Inside, something clattered against the floor. Hopefully he wasn’t back to throwing things. She began to doubt the wisdom of the visit when he yelled, “Come in!”
Kate folded her umbrella, took Damian’s from him, and then opened the door. She ushered the children in first. They took a few tentative steps into the room and stopped to stare at Colin. Kate closed the door and propped the umbrellas against the wall before she turned around.
“You’re gaping like a fish up for air, Kate.” His voice was laced with sarcasm.
She closed her mouth and tried to cover her shock. He’d shaved off his beard. The lower half of his face was intensely pale. Without the beard he appeared even more wan, far thinner than before, but
still staggeringly handsome. The Colin she’d known had been a mere boy compared to the man lying down across the room.

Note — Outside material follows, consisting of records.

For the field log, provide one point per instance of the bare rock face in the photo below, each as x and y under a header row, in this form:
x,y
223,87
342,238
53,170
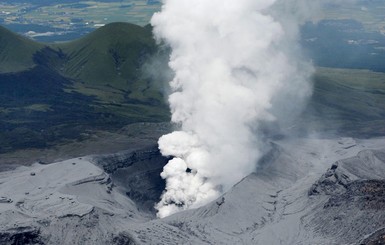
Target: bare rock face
x,y
305,191
333,182
21,235
355,205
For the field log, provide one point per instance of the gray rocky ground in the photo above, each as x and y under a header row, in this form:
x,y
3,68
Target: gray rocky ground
x,y
305,191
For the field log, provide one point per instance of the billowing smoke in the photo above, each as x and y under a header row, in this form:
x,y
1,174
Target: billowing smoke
x,y
237,66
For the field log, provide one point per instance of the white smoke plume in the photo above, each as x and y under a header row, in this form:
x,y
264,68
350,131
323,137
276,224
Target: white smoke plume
x,y
236,65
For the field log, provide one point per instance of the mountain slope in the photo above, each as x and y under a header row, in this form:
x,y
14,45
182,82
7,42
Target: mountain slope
x,y
16,52
61,91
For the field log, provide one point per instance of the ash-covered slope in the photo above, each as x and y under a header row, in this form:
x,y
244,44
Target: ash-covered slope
x,y
291,200
306,191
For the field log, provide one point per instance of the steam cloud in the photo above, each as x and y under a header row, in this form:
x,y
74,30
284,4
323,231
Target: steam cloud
x,y
236,65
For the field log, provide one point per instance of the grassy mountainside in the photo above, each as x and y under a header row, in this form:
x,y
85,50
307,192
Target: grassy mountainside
x,y
60,91
63,91
347,102
16,52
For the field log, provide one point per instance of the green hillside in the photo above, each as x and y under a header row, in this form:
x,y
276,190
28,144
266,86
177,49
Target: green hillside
x,y
55,93
16,52
61,91
347,102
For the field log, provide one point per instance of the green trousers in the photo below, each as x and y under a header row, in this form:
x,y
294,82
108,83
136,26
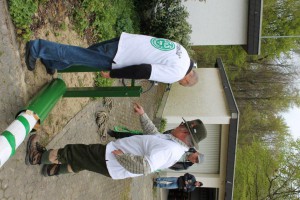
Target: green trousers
x,y
84,157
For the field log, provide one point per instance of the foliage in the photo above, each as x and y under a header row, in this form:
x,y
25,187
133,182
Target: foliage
x,y
99,81
264,173
166,19
105,19
22,12
280,18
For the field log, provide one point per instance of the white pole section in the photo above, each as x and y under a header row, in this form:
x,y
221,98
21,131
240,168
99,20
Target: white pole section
x,y
15,134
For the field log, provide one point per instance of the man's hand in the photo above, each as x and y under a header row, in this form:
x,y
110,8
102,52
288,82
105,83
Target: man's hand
x,y
118,152
138,109
105,74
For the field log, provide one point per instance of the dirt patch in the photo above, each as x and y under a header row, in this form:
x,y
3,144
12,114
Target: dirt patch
x,y
53,24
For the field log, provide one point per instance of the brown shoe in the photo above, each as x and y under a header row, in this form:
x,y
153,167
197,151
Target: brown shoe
x,y
51,170
34,151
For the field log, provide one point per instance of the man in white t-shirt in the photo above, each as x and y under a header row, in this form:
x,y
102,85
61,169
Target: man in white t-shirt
x,y
131,56
123,158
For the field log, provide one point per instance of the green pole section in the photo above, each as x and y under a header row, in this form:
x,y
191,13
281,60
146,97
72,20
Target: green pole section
x,y
134,91
79,68
46,99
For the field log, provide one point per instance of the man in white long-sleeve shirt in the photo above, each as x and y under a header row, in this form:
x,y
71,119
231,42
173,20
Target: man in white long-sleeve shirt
x,y
123,158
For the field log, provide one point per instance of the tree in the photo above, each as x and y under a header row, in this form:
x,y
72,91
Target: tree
x,y
265,173
166,19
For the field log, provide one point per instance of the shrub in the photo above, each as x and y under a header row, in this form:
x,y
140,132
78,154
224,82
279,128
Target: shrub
x,y
166,19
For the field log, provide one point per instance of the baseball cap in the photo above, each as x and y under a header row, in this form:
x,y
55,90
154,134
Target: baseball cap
x,y
197,131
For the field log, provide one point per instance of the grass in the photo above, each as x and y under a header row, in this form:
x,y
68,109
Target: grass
x,y
102,82
106,19
22,12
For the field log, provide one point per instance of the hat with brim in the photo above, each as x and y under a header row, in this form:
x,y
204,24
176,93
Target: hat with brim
x,y
200,158
197,131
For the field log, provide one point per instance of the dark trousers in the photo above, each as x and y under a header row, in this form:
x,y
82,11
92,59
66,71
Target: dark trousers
x,y
84,157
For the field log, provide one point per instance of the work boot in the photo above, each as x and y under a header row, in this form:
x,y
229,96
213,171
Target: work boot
x,y
51,170
34,151
49,70
111,133
29,59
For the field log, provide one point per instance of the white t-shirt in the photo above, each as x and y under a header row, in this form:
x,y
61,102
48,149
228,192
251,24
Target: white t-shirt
x,y
169,60
159,151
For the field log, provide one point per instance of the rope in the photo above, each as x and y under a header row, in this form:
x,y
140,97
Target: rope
x,y
102,118
108,103
101,121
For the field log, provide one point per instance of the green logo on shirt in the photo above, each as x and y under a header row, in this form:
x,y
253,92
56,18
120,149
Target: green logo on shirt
x,y
162,44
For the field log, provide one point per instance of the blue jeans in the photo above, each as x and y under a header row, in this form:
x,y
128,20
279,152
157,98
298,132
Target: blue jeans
x,y
167,182
60,56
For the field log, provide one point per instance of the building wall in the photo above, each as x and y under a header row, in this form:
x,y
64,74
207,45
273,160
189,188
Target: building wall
x,y
206,101
218,22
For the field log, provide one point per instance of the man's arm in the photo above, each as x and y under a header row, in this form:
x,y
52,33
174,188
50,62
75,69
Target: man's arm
x,y
147,125
142,71
132,163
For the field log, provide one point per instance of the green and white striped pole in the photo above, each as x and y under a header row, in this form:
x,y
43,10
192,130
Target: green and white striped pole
x,y
35,113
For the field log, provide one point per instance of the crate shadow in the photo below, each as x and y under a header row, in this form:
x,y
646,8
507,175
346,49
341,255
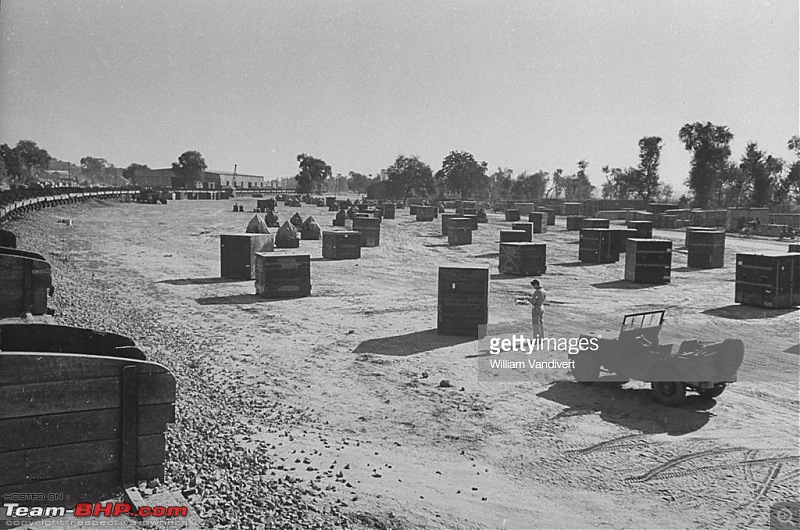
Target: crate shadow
x,y
410,343
628,407
743,312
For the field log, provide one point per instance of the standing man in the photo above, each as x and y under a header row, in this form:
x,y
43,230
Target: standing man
x,y
537,309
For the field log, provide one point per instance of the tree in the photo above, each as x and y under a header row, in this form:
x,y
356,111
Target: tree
x,y
647,184
190,168
31,157
462,174
313,172
409,176
710,148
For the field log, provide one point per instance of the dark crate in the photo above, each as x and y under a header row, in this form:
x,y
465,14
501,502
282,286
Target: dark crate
x,y
237,254
596,246
645,228
770,279
459,236
706,248
539,221
370,229
648,261
341,244
283,275
574,222
526,227
523,259
513,235
595,222
463,305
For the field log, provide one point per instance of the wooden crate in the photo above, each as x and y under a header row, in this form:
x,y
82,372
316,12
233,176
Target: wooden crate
x,y
594,222
341,244
463,305
82,426
644,228
706,248
523,259
648,261
283,275
526,227
459,236
237,254
539,221
769,279
25,283
370,229
513,236
596,246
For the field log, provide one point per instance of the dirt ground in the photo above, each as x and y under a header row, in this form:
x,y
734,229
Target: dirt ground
x,y
360,363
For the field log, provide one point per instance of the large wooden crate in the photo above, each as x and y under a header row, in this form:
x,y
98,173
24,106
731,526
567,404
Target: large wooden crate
x,y
644,228
237,254
574,222
25,283
523,259
596,245
513,235
370,229
526,227
769,279
706,248
594,222
459,236
463,306
283,275
539,221
341,244
80,428
648,261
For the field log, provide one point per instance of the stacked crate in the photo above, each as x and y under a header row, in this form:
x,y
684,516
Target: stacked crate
x,y
769,279
706,248
463,306
648,261
283,275
596,245
523,259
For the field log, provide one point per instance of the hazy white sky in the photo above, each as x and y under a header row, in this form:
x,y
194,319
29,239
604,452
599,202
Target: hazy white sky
x,y
527,85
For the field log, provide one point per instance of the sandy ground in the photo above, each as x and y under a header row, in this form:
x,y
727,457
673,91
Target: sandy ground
x,y
362,360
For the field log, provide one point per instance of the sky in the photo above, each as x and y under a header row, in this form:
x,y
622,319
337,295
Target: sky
x,y
528,85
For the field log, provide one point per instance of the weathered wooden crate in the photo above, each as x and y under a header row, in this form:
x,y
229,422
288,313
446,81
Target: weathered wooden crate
x,y
523,259
370,229
648,261
82,426
459,236
463,305
341,244
25,283
526,227
706,248
237,254
768,279
539,221
283,275
513,235
596,245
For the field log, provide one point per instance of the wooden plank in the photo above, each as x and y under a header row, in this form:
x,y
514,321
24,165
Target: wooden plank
x,y
32,399
35,367
47,463
73,427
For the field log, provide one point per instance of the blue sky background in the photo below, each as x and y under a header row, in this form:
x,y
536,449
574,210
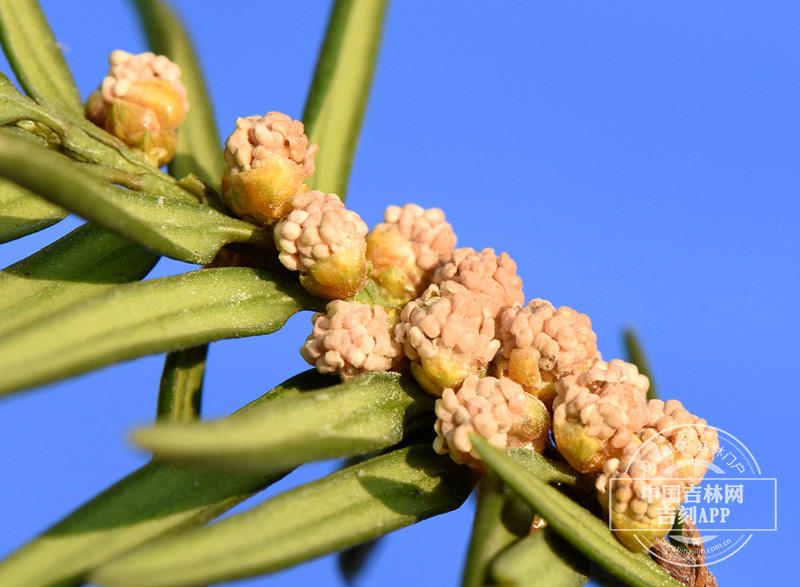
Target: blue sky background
x,y
639,161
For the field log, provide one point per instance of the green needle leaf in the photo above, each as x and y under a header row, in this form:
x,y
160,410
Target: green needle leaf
x,y
199,150
182,385
35,56
346,508
364,414
149,317
23,213
541,559
636,355
82,264
575,524
546,470
338,97
180,229
490,534
156,500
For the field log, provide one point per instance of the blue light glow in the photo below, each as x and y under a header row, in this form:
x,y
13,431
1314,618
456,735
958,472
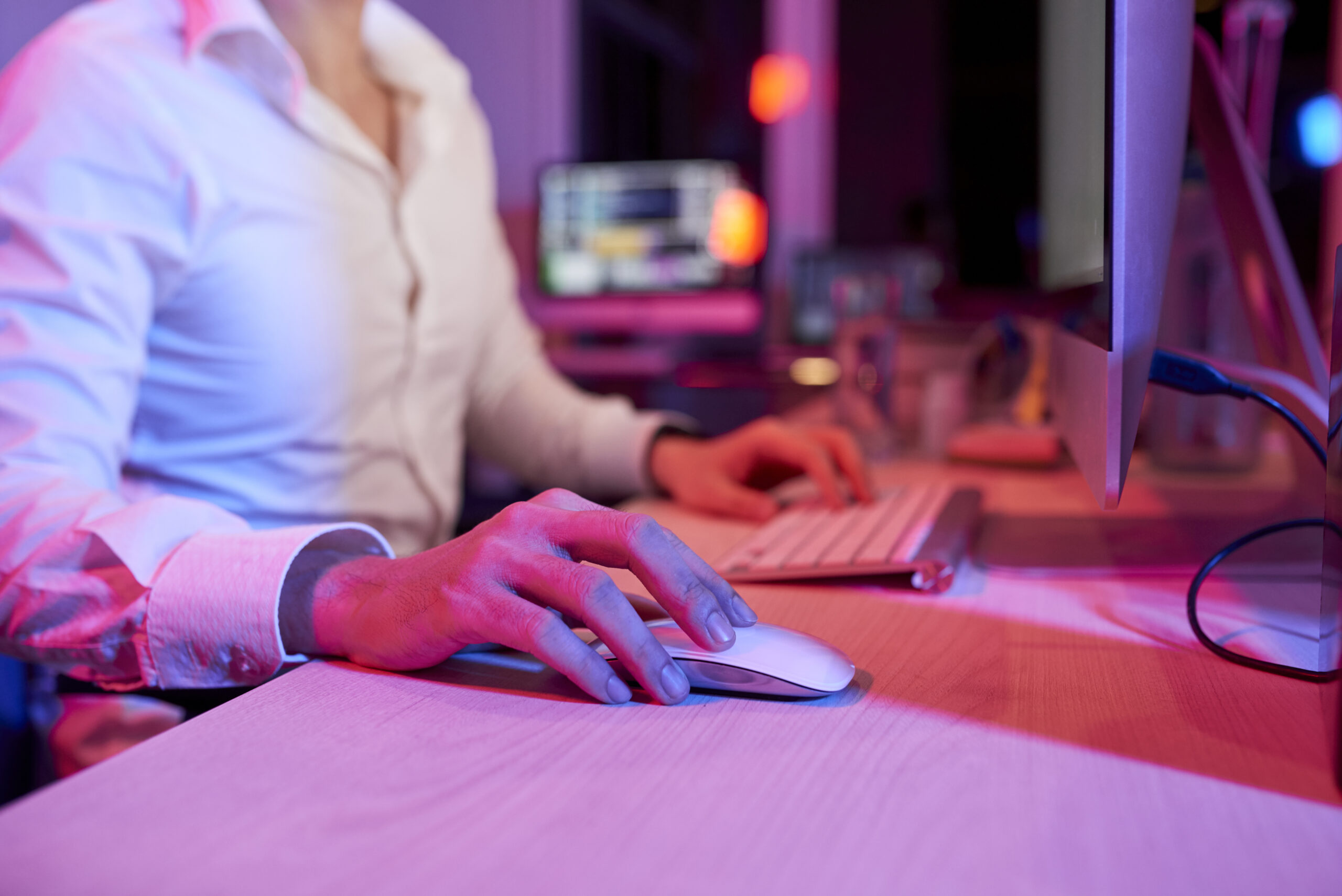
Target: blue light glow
x,y
1319,123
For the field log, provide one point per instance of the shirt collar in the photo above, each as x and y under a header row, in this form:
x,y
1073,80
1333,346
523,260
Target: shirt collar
x,y
242,35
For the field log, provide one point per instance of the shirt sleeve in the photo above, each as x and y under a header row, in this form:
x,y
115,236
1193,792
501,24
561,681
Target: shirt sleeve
x,y
526,416
97,222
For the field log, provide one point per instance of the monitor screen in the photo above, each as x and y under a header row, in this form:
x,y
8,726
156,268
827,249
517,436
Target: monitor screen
x,y
1074,105
638,227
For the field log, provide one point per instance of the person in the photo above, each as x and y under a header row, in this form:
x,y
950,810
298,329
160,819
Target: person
x,y
254,302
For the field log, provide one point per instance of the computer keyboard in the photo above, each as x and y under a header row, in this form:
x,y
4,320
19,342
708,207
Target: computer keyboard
x,y
916,529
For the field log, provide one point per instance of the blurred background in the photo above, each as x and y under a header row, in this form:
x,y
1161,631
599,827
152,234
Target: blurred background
x,y
845,219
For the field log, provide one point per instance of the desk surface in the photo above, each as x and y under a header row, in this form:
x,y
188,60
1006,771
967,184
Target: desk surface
x,y
1012,737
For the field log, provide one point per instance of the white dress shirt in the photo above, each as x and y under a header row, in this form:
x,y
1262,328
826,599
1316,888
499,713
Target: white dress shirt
x,y
233,332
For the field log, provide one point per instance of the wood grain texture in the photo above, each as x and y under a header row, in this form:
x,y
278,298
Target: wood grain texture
x,y
1016,737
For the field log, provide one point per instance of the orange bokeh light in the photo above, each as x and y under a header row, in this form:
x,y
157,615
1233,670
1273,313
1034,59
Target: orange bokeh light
x,y
740,230
780,85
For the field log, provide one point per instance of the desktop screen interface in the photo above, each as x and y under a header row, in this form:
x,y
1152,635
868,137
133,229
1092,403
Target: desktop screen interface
x,y
639,227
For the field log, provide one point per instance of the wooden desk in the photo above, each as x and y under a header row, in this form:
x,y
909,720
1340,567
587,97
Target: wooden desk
x,y
1012,737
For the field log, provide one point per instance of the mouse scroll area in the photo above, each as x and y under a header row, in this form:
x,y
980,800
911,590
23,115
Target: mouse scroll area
x,y
716,676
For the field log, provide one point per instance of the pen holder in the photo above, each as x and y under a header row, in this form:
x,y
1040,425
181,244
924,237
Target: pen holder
x,y
866,306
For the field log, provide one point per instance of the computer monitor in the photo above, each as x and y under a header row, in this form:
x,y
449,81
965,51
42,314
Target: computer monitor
x,y
1330,604
1114,120
647,227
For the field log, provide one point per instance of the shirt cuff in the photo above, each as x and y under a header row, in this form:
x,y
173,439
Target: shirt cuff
x,y
623,457
214,607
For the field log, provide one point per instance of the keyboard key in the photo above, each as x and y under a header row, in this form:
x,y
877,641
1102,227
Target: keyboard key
x,y
878,548
813,525
834,526
840,553
744,554
918,533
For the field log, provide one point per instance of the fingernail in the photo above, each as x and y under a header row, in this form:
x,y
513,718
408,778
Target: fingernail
x,y
674,682
720,628
618,691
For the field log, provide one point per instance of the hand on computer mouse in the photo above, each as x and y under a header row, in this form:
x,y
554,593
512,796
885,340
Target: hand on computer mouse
x,y
495,582
724,475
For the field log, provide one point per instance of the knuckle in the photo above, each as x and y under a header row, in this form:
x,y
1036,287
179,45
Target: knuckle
x,y
513,514
544,630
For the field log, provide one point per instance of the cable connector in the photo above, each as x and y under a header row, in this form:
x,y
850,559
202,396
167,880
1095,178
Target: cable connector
x,y
1202,379
1194,377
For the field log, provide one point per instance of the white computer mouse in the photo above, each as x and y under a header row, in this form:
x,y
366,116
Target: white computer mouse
x,y
765,659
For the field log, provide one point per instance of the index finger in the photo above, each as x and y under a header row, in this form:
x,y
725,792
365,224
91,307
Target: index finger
x,y
739,612
638,544
849,457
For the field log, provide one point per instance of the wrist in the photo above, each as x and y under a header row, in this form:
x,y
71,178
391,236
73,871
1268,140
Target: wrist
x,y
336,599
666,454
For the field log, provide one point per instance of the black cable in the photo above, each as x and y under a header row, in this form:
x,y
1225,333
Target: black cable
x,y
1295,423
1295,673
1202,379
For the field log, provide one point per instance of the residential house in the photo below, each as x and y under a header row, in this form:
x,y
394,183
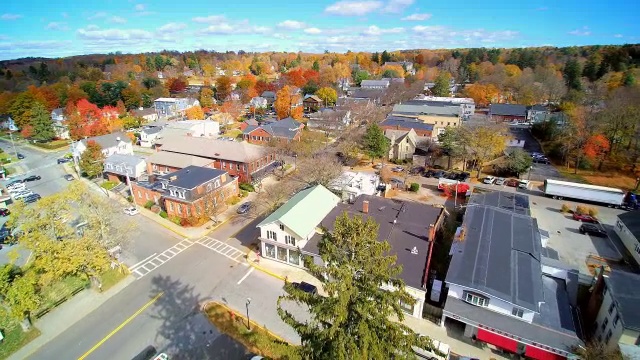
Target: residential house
x,y
247,161
508,112
192,192
403,123
329,119
286,129
352,184
118,167
628,229
58,119
115,143
403,144
147,115
288,229
312,103
501,290
613,313
375,84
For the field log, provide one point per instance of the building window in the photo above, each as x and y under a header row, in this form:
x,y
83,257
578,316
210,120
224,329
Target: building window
x,y
290,240
476,299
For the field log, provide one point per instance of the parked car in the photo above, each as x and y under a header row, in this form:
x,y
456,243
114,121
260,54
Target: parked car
x,y
592,229
31,178
489,180
306,287
131,211
244,208
585,218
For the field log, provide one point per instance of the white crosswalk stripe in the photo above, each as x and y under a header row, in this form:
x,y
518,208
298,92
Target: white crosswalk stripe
x,y
222,248
140,270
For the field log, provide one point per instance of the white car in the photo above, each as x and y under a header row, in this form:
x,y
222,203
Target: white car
x,y
131,211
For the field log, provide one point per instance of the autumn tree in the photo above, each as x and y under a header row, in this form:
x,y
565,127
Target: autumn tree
x,y
92,159
195,113
364,292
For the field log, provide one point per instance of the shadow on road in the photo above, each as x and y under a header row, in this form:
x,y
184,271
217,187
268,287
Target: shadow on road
x,y
185,333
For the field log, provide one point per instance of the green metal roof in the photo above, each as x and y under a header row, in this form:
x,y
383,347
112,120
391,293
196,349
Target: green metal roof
x,y
304,211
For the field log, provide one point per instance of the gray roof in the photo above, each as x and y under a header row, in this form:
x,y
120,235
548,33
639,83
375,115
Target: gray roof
x,y
410,230
214,148
631,219
624,287
191,176
508,109
109,140
499,255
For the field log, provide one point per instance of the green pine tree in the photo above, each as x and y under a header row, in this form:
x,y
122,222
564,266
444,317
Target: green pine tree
x,y
353,320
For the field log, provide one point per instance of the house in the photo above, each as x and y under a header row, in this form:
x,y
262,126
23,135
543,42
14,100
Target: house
x,y
352,184
403,144
190,193
502,291
286,129
402,123
375,84
613,312
628,229
288,229
508,112
58,121
312,103
247,161
118,167
148,115
329,119
270,96
115,143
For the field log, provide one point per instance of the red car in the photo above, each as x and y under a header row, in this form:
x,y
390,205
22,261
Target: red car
x,y
585,218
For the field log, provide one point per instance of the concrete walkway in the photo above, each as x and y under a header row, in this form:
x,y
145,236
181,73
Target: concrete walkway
x,y
66,315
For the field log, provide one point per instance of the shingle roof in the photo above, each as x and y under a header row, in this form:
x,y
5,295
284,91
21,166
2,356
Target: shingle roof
x,y
304,211
624,287
508,109
499,255
214,148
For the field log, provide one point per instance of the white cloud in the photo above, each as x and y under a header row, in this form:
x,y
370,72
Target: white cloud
x,y
584,31
312,31
292,25
397,6
376,31
117,20
211,19
60,26
10,16
353,8
171,27
417,17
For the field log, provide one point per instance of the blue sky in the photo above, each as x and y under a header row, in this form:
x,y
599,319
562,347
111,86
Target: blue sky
x,y
55,28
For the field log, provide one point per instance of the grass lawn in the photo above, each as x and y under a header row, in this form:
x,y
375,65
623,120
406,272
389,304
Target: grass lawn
x,y
14,337
258,340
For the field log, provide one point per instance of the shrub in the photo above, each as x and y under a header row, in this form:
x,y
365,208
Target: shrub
x,y
247,187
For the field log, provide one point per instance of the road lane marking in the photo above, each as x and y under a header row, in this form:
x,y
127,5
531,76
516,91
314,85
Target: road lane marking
x,y
143,308
246,275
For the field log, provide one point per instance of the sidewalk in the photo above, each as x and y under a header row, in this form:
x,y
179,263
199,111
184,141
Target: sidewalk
x,y
66,315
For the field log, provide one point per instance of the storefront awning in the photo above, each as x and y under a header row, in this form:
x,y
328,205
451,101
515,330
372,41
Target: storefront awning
x,y
497,340
541,354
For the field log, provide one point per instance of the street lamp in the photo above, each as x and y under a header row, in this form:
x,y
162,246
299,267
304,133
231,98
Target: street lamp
x,y
248,319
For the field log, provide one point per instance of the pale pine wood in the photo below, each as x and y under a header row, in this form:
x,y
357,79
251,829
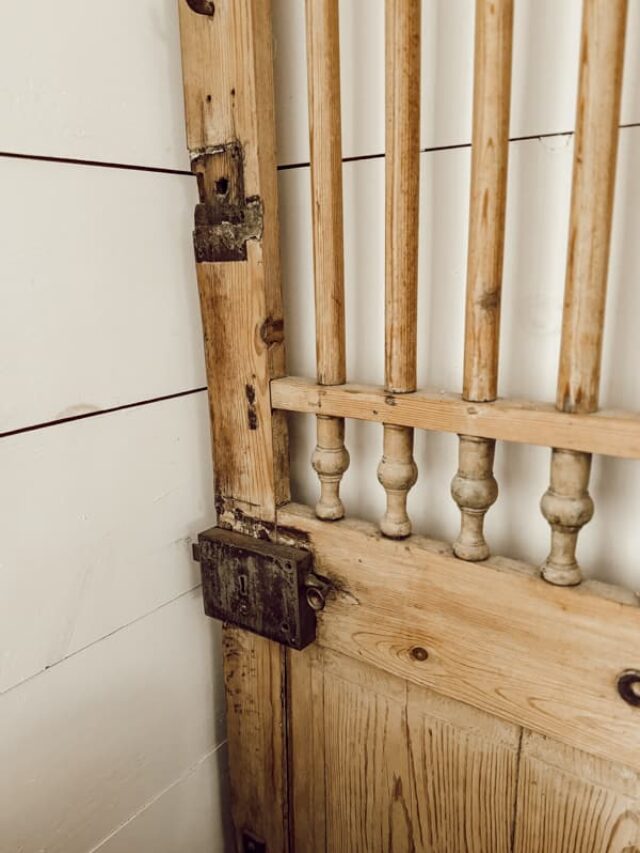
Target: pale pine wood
x,y
465,766
308,791
488,203
228,83
474,488
607,432
368,803
330,459
569,801
397,471
378,764
594,168
528,652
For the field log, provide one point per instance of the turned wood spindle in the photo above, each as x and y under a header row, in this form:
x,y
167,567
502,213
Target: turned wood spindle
x,y
474,488
567,505
397,470
330,458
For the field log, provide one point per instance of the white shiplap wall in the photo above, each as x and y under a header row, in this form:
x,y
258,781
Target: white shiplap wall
x,y
110,714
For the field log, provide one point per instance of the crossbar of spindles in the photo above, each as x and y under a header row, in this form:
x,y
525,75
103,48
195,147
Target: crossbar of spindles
x,y
567,505
474,487
330,458
397,471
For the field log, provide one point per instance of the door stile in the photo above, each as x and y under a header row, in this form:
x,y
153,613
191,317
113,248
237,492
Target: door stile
x,y
229,104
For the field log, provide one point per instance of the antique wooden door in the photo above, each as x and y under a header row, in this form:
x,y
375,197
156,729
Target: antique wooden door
x,y
453,701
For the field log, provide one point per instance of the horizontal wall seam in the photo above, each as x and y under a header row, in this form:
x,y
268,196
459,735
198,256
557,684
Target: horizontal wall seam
x,y
85,415
105,164
181,778
100,639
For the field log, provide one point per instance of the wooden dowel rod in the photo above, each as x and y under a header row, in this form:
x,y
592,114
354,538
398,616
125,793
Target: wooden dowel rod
x,y
567,505
402,171
474,487
609,433
397,471
330,458
489,163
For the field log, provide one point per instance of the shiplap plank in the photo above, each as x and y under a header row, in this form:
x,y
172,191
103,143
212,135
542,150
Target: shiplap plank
x,y
91,741
98,305
537,225
97,516
67,97
94,81
192,815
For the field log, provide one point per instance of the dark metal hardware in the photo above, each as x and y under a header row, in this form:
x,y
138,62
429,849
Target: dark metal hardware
x,y
252,845
224,219
266,588
629,686
202,7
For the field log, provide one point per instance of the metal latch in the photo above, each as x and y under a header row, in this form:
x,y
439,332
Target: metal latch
x,y
266,588
225,219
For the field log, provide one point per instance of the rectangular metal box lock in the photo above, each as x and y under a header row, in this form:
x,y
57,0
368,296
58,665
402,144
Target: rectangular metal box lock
x,y
258,585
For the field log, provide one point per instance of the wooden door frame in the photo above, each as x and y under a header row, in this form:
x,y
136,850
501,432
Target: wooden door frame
x,y
471,626
229,104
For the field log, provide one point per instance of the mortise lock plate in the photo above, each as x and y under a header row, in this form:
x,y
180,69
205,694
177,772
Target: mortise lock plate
x,y
266,588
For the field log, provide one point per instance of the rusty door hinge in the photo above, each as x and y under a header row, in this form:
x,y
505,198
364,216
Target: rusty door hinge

He was lounging on the bed as usual, but his forehead and upper lip were beaded with sweat. His dark, curly hair was still long, the curls in front clinging to his damp hairline. His hands were shaking. Kate’s first instinct was to go to him, but the sight of his cane lying on the floor stopped her.
He’d been walking, or at least making an attempt. Now he was trying to appear nonchalant, trying to hide his efforts though she could see what they cost him.
He looked at the children for a moment and then turned to Kate with a silent get-them-out-of-here stare.
“Colin,” she began, “this is your niece, Marie, and your nephew, Damian. They were going stir-crazy in the house and I thought it was high time you met them.” To the children she said, “This is your uncle, Colin Delany.”
Marie was clutching the plate of pralines so tightly that Kate asked her to set them on the bedside table. When Marie balked, Damian piped up, “I’ll do it, ‘fraidy cat.”
He took the plate from Marie and, holding it before him like an offering to a king, he used great care crossing the room. He set the plate on the table and then backed away. His eyes never left Colin.
“That’s pralines. We made ‘em. They’re mostly sugar and butter with a few pecans. There woulda been more pecans but we ate them. Wanna taste one?”
Kate held her breath.
Please be civil, Colin. Please try
.
He glanced at her with steel in his eyes, turned to the boy, and shrugged.
“Might as well,” he said.
Instead of passing the plate over, Damian picked up a praline and slowly carried it on his palm within Colin’s reach. They all watched Colin take a bite, waiting.